Equipment state telemetry: Which large loads are running at any given time, and at what level? For multi-drive production lines, this may require integration with the facility's SCADA system. For simpler facilities, it may just be power consumption monitoring at the feeder level.

Process constraint information: Which loads cannot be deferred and by how much? This is typically entered as configuration rather than read from a live system — the facility engineer defines the constraints, and the scheduling system respects them.

The integration complexity is higher for industrial settings than for commercial buildings. BACnet and Modbus cover most HVAC and building automation needs. Industrial process systems often speak Profibus, EtherNet/IP, or OPC-UA. Getting a unified view of both building and process loads in one system is achievable but requires upfront integration work.

Measuring the Impact

Demand charge reduction is one of the most measurable ROI categories in energy management. Your monthly demand charge is directly stated on your utility bill, and the peak demand reading that set it is available from your meter data. Before-and-after comparisons over multiple billing periods give you a clean, auditable savings number.

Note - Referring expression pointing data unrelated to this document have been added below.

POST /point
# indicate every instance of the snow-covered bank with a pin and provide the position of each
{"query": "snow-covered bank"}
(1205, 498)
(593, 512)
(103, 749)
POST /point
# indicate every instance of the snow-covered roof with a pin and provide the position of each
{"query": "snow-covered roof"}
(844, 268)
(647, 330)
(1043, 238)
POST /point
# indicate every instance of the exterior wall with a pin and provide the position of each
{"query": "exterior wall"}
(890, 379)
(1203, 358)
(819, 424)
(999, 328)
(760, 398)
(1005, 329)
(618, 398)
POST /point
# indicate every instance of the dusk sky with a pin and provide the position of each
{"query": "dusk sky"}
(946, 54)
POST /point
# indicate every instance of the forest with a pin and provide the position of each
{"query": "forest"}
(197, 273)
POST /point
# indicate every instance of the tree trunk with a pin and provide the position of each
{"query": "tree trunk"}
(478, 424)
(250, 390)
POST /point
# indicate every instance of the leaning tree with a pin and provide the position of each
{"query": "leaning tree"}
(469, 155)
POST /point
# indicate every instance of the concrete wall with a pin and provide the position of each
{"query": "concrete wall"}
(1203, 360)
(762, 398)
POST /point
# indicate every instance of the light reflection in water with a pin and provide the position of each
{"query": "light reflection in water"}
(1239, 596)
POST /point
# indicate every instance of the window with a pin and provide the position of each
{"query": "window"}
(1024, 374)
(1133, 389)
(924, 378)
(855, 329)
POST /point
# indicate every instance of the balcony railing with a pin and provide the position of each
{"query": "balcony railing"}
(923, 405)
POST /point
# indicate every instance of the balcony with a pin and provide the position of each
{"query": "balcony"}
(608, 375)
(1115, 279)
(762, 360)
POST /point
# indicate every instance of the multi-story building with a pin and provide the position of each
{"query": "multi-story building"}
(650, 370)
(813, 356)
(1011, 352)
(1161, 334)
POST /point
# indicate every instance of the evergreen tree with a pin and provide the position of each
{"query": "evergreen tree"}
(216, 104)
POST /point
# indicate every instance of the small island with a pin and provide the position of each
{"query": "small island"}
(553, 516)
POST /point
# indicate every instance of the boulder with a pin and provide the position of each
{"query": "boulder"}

The one complication: demand charges are affected by many factors, including seasonality, production volume, and equipment changes. To isolate the impact of scheduling optimization, compare demand charges in equivalent production-intensity periods before and after implementation, weather-normalized for HVAC-heavy facilities.

In our experience, facilities where HVAC and infrastructure pre-conditioning represent more than 20% of peak demand, and where production start-up stacking was previously unmanaged, tend to see 12–22% reduction in monthly peak demand readings over the first 6 months of predictive scheduling. Facilities with very tight process-constrained load profiles see less — 5–10% — but the baseline is often higher in absolute dollar terms, so the savings can still be significant.